Vice President Joe Biden touted the Obama administration’s ability to talk to Cuba and other Latin-American countries about human rights “without pushback,” on the same day a Senate critic of the diplomatic thaw said the Castro regime’s brutal treatment of dissidents is growing worse.
Biden’s comments also came amid reports that the government is now blocking text messages containing words such as “democracy” and “human rights.”
Biden told a conference of Central and South American bankers and diplomats Wednesday that President Obama decided early on in his tenure that “we weren’t going to be bound by the mistakes of the past or shaped by an outdated ideology” toward the country.
One of the reasons the administration chose to change the Cuban policy and lift some restrictions on travel and commerce, Biden said, was to get rid of an “ineffective stumbling block to our bilateral relations with other nations in the hemisphere.”
That, in turn, he said, “made it easier to talk to our neighbors without pushback on human rights — everyone in the hemisphere should be talking about human rights — whether it’s in Cuba or Venezuela where they are being denied.”
Earlier in the day, Sen.

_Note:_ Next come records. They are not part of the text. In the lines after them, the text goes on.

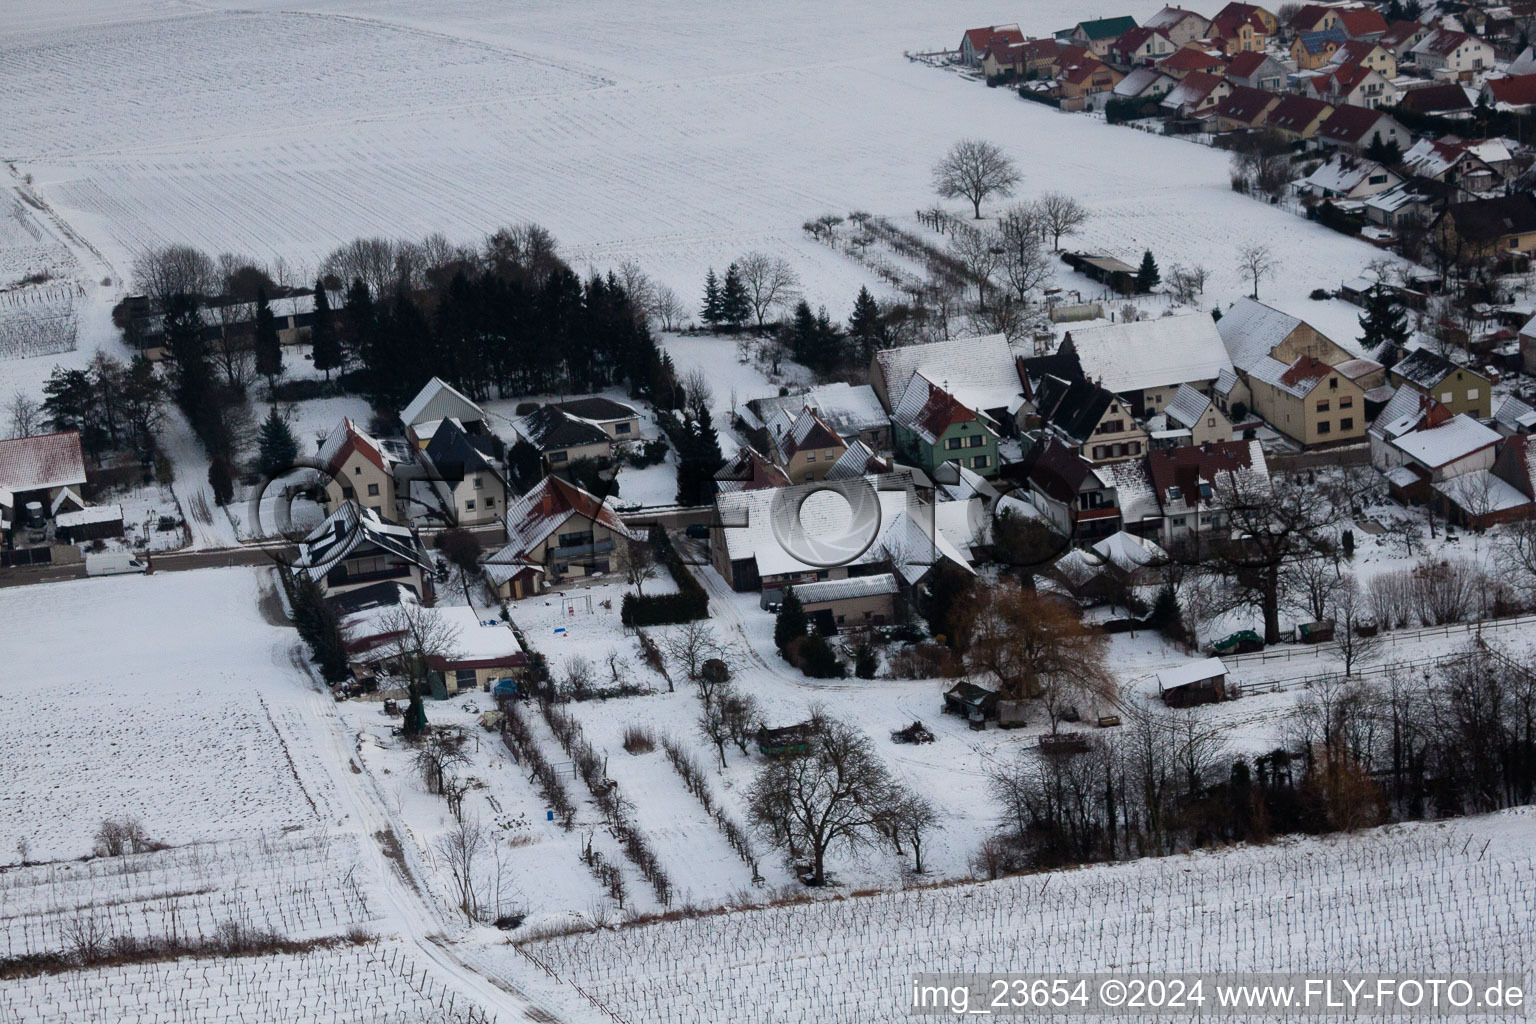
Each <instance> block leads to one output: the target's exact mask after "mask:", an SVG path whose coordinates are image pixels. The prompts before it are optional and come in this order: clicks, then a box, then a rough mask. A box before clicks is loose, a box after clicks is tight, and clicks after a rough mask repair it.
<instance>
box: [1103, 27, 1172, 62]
mask: <svg viewBox="0 0 1536 1024" xmlns="http://www.w3.org/2000/svg"><path fill="white" fill-rule="evenodd" d="M1175 49H1178V43H1175V41H1174V40H1170V38H1169V37H1167V35H1166V34H1164V32H1161V31H1160V29H1155V28H1149V26H1146V25H1143V26H1140V28H1134V29H1130V31H1129V32H1126V34H1124V35H1121V37H1120V38H1117V40H1115V41H1114V43H1112V45H1111V46H1109V58H1111V61H1114V63H1115V64H1120V66H1123V68H1126V69H1130V68H1138V66H1143V64H1154V63H1157V61H1160V60H1163V58H1164V57H1167V55H1169V54H1172V52H1174V51H1175Z"/></svg>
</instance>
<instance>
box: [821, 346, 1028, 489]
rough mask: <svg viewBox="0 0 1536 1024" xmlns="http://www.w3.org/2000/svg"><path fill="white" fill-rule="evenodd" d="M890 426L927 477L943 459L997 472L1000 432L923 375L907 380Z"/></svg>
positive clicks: (917, 464)
mask: <svg viewBox="0 0 1536 1024" xmlns="http://www.w3.org/2000/svg"><path fill="white" fill-rule="evenodd" d="M891 427H892V428H894V442H895V450H897V453H899V454H900V456H902V457H903V459H906V461H909V462H912V464H914V465H917V467H919V468H922V470H923V471H925V473H928V474H929V476H931V474H932V473H934V470H935V468H937V467H940V465H943V464H945V462H958V464H960V465H963V467H966V468H969V470H975V471H977V473H980V474H982V476H997V467H998V456H997V431H995V430H994V428H992V427H989V425H988V422H986V421H985V419H983V418H982V416H977V413H975V411H974V410H971V408H966V407H965V405H963V404H962V402H960V401H958V399H957V398H955V396H954V395H951V393H949V391H946V390H945V388H943V387H940V385H937V384H934V382H932V381H929V379H928V378H926V376H923V375H922V373H914V375H912V379H911V381H909V382H908V385H906V393H905V395H903V396H902V401H900V402H897V405H895V410H894V411H892V413H891ZM793 476H794V474H793V473H791V477H793ZM796 482H803V481H796Z"/></svg>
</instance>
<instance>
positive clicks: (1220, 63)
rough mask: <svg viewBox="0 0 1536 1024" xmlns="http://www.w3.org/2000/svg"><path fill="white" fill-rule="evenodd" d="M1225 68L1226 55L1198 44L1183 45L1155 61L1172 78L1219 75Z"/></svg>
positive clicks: (1164, 72)
mask: <svg viewBox="0 0 1536 1024" xmlns="http://www.w3.org/2000/svg"><path fill="white" fill-rule="evenodd" d="M1226 68H1227V58H1226V55H1223V54H1221V52H1220V51H1210V49H1201V48H1200V46H1184V48H1183V49H1180V51H1177V52H1174V54H1170V55H1167V57H1164V58H1163V60H1160V61H1158V63H1157V69H1158V71H1161V72H1163V74H1164V75H1169V77H1172V78H1186V77H1187V75H1193V74H1203V75H1221V74H1224V72H1226Z"/></svg>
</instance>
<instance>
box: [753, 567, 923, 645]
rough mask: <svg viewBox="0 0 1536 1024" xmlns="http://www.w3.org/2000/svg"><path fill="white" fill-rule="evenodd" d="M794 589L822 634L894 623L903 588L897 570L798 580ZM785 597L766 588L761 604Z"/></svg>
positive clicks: (781, 601)
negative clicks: (838, 579) (834, 577)
mask: <svg viewBox="0 0 1536 1024" xmlns="http://www.w3.org/2000/svg"><path fill="white" fill-rule="evenodd" d="M791 590H794V596H796V597H797V599H799V600H800V606H802V608H803V609H805V617H806V619H809V620H811V623H813V625H814V626H816V628H817V631H819V633H822V634H823V636H837V634H839V633H843V631H845V629H866V628H869V626H883V625H889V623H892V622H895V602H897V596H899V594H900V591H902V588H900V585H899V583H897V579H895V574H894V573H876V574H874V576H854V577H851V579H840V580H820V582H816V583H799V585H796V586H793V588H791ZM782 600H783V591H777V590H763V594H762V599H760V603H762V606H763V608H766V606H768V605H773V603H777V602H782Z"/></svg>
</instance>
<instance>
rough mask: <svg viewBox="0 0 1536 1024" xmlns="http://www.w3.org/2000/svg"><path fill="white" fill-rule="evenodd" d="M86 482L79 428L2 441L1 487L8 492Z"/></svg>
mask: <svg viewBox="0 0 1536 1024" xmlns="http://www.w3.org/2000/svg"><path fill="white" fill-rule="evenodd" d="M84 482H86V464H84V457H83V456H81V453H80V431H78V430H65V431H60V433H54V434H34V436H31V438H12V439H9V441H0V487H5V488H6V490H8V491H12V493H20V491H41V490H52V488H55V487H69V485H75V487H78V485H80V484H84Z"/></svg>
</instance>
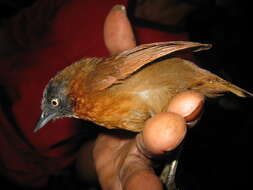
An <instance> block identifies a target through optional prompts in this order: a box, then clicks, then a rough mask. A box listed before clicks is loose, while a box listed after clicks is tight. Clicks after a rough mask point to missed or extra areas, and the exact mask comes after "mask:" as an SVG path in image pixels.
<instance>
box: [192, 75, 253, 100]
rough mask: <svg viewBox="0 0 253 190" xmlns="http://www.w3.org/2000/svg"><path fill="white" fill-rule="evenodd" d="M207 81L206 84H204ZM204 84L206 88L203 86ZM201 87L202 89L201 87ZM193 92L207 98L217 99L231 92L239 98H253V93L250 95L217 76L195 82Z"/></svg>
mask: <svg viewBox="0 0 253 190" xmlns="http://www.w3.org/2000/svg"><path fill="white" fill-rule="evenodd" d="M203 81H205V82H203ZM201 84H203V85H204V86H205V87H204V88H203V86H201ZM200 86H201V87H200ZM191 89H193V90H196V91H200V92H201V93H203V94H205V95H206V96H207V97H217V96H221V95H223V93H224V92H231V93H233V94H235V95H237V96H239V97H243V98H245V97H253V93H250V92H248V91H246V90H244V89H242V88H240V87H238V86H236V85H234V84H232V83H230V82H228V81H226V80H224V79H222V78H220V77H218V76H216V75H213V76H211V77H210V76H209V77H207V78H205V79H204V80H203V79H202V80H201V82H200V81H197V82H196V81H195V82H194V84H193V85H192V88H191Z"/></svg>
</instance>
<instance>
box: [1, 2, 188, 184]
mask: <svg viewBox="0 0 253 190" xmlns="http://www.w3.org/2000/svg"><path fill="white" fill-rule="evenodd" d="M126 3H127V0H125V1H122V0H106V1H99V0H85V1H84V0H72V1H64V0H58V1H56V0H54V1H53V0H42V1H39V2H38V3H37V4H36V6H33V7H32V9H27V10H26V11H25V13H23V16H19V17H16V20H15V19H12V22H11V24H10V25H9V34H10V38H12V40H13V42H14V44H16V45H17V47H20V48H22V49H23V51H22V52H21V53H17V54H16V55H15V56H12V57H9V58H8V59H5V60H1V61H0V64H1V68H2V69H1V71H0V72H1V75H2V78H4V79H2V80H1V81H0V84H1V85H2V86H4V88H5V90H6V91H7V92H8V93H12V94H9V96H10V97H11V98H12V100H11V102H12V104H10V112H11V114H13V117H14V118H15V122H16V125H17V126H14V124H13V121H10V119H9V118H8V117H7V114H6V113H5V112H4V111H3V109H2V108H1V107H0V150H1V152H0V171H1V174H2V175H5V176H7V177H8V178H10V179H12V180H13V181H15V182H17V183H20V184H29V185H32V186H42V185H45V184H46V183H47V180H48V177H49V176H50V175H51V174H53V173H55V172H57V171H58V170H60V169H62V168H64V167H66V166H67V165H69V164H70V163H71V162H72V161H73V160H74V159H75V154H73V155H72V156H68V157H67V156H66V154H65V153H67V152H70V151H72V149H73V147H74V146H73V145H71V144H67V145H65V146H63V147H61V148H57V149H53V150H48V148H49V147H50V145H53V144H56V143H57V142H60V141H62V140H64V139H66V138H69V137H71V136H73V135H75V134H76V133H77V132H78V127H77V126H74V125H75V120H74V119H62V120H56V121H55V122H50V123H49V124H48V125H47V126H46V127H45V128H43V130H41V131H39V132H38V133H33V129H34V126H35V123H36V121H37V119H38V117H39V115H40V113H41V110H40V102H41V97H42V92H43V89H44V87H45V85H46V84H47V82H48V80H49V79H50V78H51V77H53V76H54V75H55V74H56V73H57V72H58V71H59V70H61V69H63V68H64V67H66V66H67V65H69V64H71V63H72V62H73V61H75V60H77V59H79V58H81V57H84V56H85V57H90V56H97V57H100V56H107V55H108V52H107V50H106V48H105V45H104V42H103V23H104V19H105V17H106V15H107V14H108V12H109V10H110V9H111V8H112V6H113V5H115V4H126ZM38 10H40V11H38ZM47 10H48V11H49V12H50V13H48V14H47ZM24 15H26V16H24ZM43 15H44V17H43ZM32 18H34V19H35V20H36V23H34V20H33V19H32ZM40 22H41V23H43V24H42V25H40ZM41 26H43V27H44V28H46V29H45V31H46V32H45V33H44V32H43V30H42V29H43V27H42V28H41ZM20 28H22V30H21V29H20ZM136 33H137V39H138V41H139V42H141V43H149V42H155V41H169V40H186V39H187V35H186V34H185V33H181V34H169V33H166V32H160V31H158V30H151V29H146V28H141V27H137V28H136ZM0 106H1V105H0ZM15 127H18V128H19V130H20V132H21V135H20V134H19V133H18V132H17V130H16V129H15ZM84 127H85V126H84ZM22 136H24V137H25V139H23V138H22ZM33 147H35V149H34V148H33Z"/></svg>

Marco Rubio, R-Fla., urged Obama to personally call a Cuban dissident leader who is in the middle of his 49th week of a hunger strike over the Castro regime’s efforts to crackdown on democratic activists.
In a letter to Obama, Rubio called on the president to speak to Guillermo “Coco” Farinas, to express his support for his “courageous acts.” Farinas is a winner of the Sakharov Prize for Freedom of Thought, an award from the European Parliament recognizing individuals and groups who have dedicated their lives to the defense of human rights.
“I urge you to hear firsthand his account of the deepening repression in Cuba since you changed longstanding U.S. policy toward the regime,” Rubio said, noting that Obama has met with Farinas in the past. “I urge you to listen to his demands that the Castro government cease the violence against peaceful members of Cuba’s independent civil society, and that you discuss with him how your administration can adjust its policies toward Cuba to bring about measurable gains regarding human rights on the island.”
Rubio spoke with Farinas on Aug. 29 to show his solidarity with his efforts to bring democratic reforms to Cuba. Farinas been hospitalized four times during his hunger strike.
“I sincerely pray that you do not let Guiellermo “Coco’ Farinas courageous stand continue without clear support from you,” Rubio wrote Obama. “If he dies without your clear support in both words and policy actions, this chapter of U.S.-Cuba history will be marred by America’s failure to demonstrate moral leadership at a critical moment.”
Rubio citied statistics gathered by the Havana-based Cuban Commission for Human Rights, noting that the group says the Cuban government arrested 845 peaceful dissidents in the month of July alone, nearly twice as many as the month before when the government detained 498 people.
In addition, Reuters and other media outlets earlier this week confirmed that the Cuba’s communist government is now blocking text messages containing words such as “democracy,” “human rights,” and “hunger strike,” citing an investigation from local dissidents which Reuters later confirmed.
In a report published last week, a prominent investigative blogger Yoani Sanchez and journalist Reinaldo Escobar discovered that the Castro regime is filtering 30 keywords and blocking the transmission of any texts containing them.